Language Death – Saving world’s last dialect

preserving dying dialects

The Mortality of Language

Language exists through people and humanity. Just as human life is perishable, a language too dies with the last person who speaks it. One day it may exist, and the next, it can be buried along with its final speaker. And with his death, a world of meaning, memory, collective culture and tradition, and identity is lost forever. Language is a vessel of a mirror of human civilization. His death may have been mourned as the passing of a local elder. Yet who knew or grieved for what the extinction of a unique way of understanding the world. 

According to the Foundation for Endangered Languages, about 6,000 languages are spoken across the world today. Of these, between 500 and 1,000 are spoken by only a handful of people. Every year, around 25 mother tongues vanish, amounting to nearly 250 languages per decade. UNESCO estimates that half of the world’s current languages may disappear by the end of this century. That means a language dies somewhere on Earth every two weeks. Language death is a loss of wisdom. Each language holds within it the worldview, traditions, and ecological knowledge of its speakers. When a language disappears, humanity’s cultural and intellectual diversity shrinks. 

Who’s to Blame

Language extinction is not a new phenomenon. Languages die for many reasons: natural disasters, forced displacement, cultural assimilation, or even genocide. Throughout history, empires have risen and fallen, controlling language shifts. But, judged by the standards of the past, language extinction in the modern era is depleting on a massive scale. Political persecution, a lack of preservation, and globalization are to blame for the dwindling language diversity.

Powerful empires and colonial regimes imposed their languages upon indigenous populations. Over time, this linguistic dominance silenced native voices. It’s even harder to decolonise minds and escape the suffering of institutional neglect and suppression under imperial and post-colonial policies.

Some might argue that language death is an inevitable side effect of globalization. As communities seek education and employment in an interconnected world, they adopt dominant languages. Parents encourage their children to learn the “language of opportunity,” that promises education, employment, and social mobility, often at the expense of their mother tongue. Over time, intergenerational transmission breaks down, and the native language fades from everyday life. As long as a few hundred or even a couple of thousand languages survive, the gravity of the issue doesn’t feel heavy. 

Parents often take pride in their children’s fluency in global languages, sometimes at the cost of their native tongue. Schools that enforce “English-only” corridors become symbols of modern success, while ancestral languages are quietly pushed aside.

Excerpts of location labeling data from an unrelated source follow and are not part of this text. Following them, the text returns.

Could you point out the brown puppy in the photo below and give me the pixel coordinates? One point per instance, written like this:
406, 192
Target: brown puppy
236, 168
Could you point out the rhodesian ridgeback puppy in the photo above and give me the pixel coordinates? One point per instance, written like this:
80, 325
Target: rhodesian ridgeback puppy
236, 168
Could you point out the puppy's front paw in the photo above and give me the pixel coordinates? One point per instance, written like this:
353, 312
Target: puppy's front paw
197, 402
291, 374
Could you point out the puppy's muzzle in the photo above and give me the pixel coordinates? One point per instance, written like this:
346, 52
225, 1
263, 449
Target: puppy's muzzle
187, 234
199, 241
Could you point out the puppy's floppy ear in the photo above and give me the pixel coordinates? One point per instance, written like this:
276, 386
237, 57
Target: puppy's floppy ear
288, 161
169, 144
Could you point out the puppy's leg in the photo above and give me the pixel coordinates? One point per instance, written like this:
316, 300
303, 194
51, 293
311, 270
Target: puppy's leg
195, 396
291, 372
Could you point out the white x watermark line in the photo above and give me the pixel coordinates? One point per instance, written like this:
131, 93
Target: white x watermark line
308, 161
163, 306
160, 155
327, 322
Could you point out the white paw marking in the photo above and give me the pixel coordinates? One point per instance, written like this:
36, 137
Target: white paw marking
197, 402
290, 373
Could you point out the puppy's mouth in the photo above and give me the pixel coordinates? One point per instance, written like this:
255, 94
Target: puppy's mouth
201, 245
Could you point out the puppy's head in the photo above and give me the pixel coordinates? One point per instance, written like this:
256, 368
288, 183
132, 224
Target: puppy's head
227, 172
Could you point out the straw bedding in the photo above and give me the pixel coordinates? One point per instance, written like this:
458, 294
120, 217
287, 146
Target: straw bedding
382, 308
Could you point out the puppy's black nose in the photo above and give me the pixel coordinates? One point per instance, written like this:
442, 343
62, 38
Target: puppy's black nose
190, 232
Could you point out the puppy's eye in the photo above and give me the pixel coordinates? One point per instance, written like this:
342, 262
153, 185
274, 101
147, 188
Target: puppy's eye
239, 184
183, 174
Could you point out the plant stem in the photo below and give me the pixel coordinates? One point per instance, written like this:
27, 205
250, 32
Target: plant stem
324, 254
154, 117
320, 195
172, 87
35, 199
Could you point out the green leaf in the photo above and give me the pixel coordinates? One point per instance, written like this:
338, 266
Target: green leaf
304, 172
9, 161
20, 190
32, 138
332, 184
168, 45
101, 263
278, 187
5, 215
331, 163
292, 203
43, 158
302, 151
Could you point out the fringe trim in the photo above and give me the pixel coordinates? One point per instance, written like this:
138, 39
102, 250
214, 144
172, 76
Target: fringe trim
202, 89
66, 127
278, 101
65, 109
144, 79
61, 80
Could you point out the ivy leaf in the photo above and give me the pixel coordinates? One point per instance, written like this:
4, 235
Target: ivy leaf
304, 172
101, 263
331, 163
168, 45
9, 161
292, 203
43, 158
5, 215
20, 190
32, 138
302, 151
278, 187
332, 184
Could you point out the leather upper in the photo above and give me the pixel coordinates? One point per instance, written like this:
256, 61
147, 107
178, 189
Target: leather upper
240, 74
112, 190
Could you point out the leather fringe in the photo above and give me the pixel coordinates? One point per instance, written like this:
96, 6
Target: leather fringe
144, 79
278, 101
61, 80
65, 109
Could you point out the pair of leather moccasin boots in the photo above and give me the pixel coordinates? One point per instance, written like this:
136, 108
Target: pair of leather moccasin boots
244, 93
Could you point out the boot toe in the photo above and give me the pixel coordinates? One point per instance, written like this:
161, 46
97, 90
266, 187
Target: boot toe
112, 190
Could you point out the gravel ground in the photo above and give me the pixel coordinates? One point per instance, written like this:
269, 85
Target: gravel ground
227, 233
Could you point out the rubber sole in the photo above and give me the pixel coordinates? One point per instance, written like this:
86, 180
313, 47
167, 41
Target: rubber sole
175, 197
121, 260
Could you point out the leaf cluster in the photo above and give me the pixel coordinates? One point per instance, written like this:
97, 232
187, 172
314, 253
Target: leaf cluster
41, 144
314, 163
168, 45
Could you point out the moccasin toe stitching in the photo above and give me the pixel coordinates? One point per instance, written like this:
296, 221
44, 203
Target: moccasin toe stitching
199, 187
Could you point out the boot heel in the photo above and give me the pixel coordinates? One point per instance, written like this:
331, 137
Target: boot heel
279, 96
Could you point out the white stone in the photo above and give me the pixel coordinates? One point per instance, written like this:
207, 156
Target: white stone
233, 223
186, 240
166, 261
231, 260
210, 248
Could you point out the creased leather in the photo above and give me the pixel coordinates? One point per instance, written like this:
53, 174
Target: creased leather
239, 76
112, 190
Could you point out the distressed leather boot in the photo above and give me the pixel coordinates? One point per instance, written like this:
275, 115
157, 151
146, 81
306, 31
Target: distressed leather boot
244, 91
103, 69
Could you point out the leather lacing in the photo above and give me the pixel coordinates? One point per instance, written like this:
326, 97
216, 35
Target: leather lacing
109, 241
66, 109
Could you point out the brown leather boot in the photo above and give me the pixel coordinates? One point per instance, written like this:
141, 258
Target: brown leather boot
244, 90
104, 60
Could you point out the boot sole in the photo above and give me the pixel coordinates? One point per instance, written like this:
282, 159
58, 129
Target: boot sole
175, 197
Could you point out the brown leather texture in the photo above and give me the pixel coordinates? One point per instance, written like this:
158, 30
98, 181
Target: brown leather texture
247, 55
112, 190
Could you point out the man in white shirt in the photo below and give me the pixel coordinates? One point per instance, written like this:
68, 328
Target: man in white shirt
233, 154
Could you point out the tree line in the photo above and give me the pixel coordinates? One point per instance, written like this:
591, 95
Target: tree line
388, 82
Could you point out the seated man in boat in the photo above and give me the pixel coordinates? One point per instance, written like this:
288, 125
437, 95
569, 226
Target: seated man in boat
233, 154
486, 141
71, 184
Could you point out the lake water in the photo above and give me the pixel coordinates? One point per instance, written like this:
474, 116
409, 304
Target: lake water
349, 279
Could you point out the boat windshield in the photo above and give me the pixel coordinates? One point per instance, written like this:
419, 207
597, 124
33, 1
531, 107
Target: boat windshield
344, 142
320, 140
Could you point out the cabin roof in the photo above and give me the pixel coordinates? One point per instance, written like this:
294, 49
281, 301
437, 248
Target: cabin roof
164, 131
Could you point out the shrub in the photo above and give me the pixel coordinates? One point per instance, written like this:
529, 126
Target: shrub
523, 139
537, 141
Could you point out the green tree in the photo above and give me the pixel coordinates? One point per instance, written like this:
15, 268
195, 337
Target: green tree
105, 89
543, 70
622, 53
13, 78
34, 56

Natural disasters, wars, and forced migration displace communities and disrupt linguistic continuity. Refugees, in particular, often abandon native languages to assimilate into host societies for safety or opportunity.

If you belong to a dominant linguistic group, the issue of language extinction may seem distant. But for those whose languages are on the verge of disappearance—whose tribes, ancestry, and identity depend on that survival—it becomes deeply personal. The dominance of globally accessible languages may open doors to education and employment across nations, yet it often distances us from the roots that shaped our identity. Language death is not a sign of progress, it is a sign of cultural erosion. When we lose a language, we lose unique expressions of humor, art, and identity. Literature, songs, at, culture, won’t thrive when coerced do in a dominant language foreign to us. Linguistic diversity is the heartbeat of human creativity; it breathes life into our music, literature, and oral traditions, giving each culture its distinct voice in the chorus of humanity.

saving indigenous languages

India’s Linguistic Crisis

India, known for its linguistic richness, is also witnessing this silent crisis. According to the People’s Linguistic Survey of India (PLSI), the country had around 1,100 living languages, but nearly 220 have disappeared in the last 50 years. Many more are now critically endangered. The Ministry of Culture protects endangered Indian languages through the Scheme for Protection and Preservation of Endangered Languages of India (SPPEL), which is implemented by the Central Institute of Indian Languages (CIIL). This scheme focuses on documenting and preserving mother tongues with fewer than 10,000 speakers by conducting research, fieldwork, and creating resources. Other efforts include schemes from the University Grants Commission (UGC) to support university research and establish centers for endangered languages. Currently, SPPEL has identified 117 endangered languages, and is working toward documenting about 500 lesser-known languages in the future.

UNESCO’s  Atlas  of  the  World’s  Languages  in  Danger  similarly is intended  to  raise  awareness  about  language  endangerment  and  the  need  to  safeguard  the  world’s  linguistic  diversity  among  policy-makers,  speaker  communities and the general public, and to be a tool to monitor the status of endangered languages and the trends in linguistic diversity at the global level.

We should care about dying languages for the same reason that we care when a species of animal or plant dies. It reduces the intellectual and cultural diversity of our planet. Preserving endangered languages is not only the responsibility of governments or scholars but of every individual who values identity and heritage. Community-driven education, intergenerational storytelling, and digital preservation can help revive tongues on the brink of extinction. In saving the world’s last dialects, we are, in truth, saving our stories, our wisdom, and our collective soul.